Image inImage = Toolkit.getDefaultToolkit().getImage(inFilename);
if (inImage.getWidth(null) == -1 || inImage.getHeight(null) == -1) {
return "Error loading file: \"" + new File(inFilename).getAbsolutePath() + "\"";
}
...
}
Since I am already using the absolute path, I don't understand why it is not working. I have also used the following values for inFilename, but I always get the "Error loading file...".
/home/myname/tomcat/webapps/uploads/filename.ext
/uploads/filename.ext
But I did check the directory, and the image is there. (I uploaded using /home/myname/tomcat/webapps/uploads/filename.ext, and it works.) What is the correct path for the image in that directory? Thank you.
Update
I got the code to work by using:
Image inImage = ImageIO.read(new File(inFilename));
I still don't understand why Toolkit.getImage() does not work though.

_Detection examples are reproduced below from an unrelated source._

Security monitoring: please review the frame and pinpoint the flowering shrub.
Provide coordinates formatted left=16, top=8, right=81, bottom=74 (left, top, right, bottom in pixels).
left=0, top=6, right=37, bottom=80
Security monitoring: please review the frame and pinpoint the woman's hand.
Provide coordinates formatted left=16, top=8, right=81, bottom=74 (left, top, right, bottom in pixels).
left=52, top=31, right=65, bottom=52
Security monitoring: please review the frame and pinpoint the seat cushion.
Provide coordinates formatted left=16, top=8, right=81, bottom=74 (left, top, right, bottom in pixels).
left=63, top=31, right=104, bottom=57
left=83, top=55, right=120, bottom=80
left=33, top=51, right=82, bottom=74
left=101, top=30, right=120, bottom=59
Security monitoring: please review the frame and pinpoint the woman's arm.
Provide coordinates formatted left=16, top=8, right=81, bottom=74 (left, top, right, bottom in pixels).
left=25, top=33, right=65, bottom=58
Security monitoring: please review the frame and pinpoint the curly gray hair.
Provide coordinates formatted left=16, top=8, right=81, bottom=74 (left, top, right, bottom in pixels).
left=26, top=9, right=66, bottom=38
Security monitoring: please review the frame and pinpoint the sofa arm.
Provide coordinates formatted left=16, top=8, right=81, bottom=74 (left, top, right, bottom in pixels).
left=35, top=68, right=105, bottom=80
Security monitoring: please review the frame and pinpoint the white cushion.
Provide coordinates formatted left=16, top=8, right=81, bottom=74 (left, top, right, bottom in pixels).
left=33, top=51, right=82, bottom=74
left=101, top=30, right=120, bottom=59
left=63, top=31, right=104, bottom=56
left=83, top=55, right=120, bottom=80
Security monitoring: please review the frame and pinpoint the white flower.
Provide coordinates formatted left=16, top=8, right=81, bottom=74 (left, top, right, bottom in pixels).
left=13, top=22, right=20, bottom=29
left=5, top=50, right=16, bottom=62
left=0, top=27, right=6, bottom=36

Are you sure it's a JPEG file? Use an image viewer to make sure nothing bad happened to the file during upload (or that it was an image to begin with).
Also, use new File(inFilename).exists() to make sure the path is correct. I also suggest to print new File(inFilename).getAbsolutePath() in error messages because relative paths can hurt you.
That said, the rest of the code looks correct.
The problem is that Toolkit.getImage() does not return the image immediately. The issue is well-described in this bug report, a relevant extract of which is here:
This is not a bug. The submitter is not properly using the asynchronous
Image API correctly. He assumes that getImage loads all of the image's bits
into memory. However, it is well documented that the actual loading of
bits does not take place until a call to Component.prepareImage or
Graphics.drawImage. In addition, these two functions return before the
Image is fully loaded. Developers are required to install an ImageObserver
to listen for notification that the Image has been fully loaded. Once they
receive this notification, they can repaint the Image.
I found that the answer to this question works well:
Image image = new ImageIcon(this.getClass().getResource("/images/bell-icon16.png")).getImage();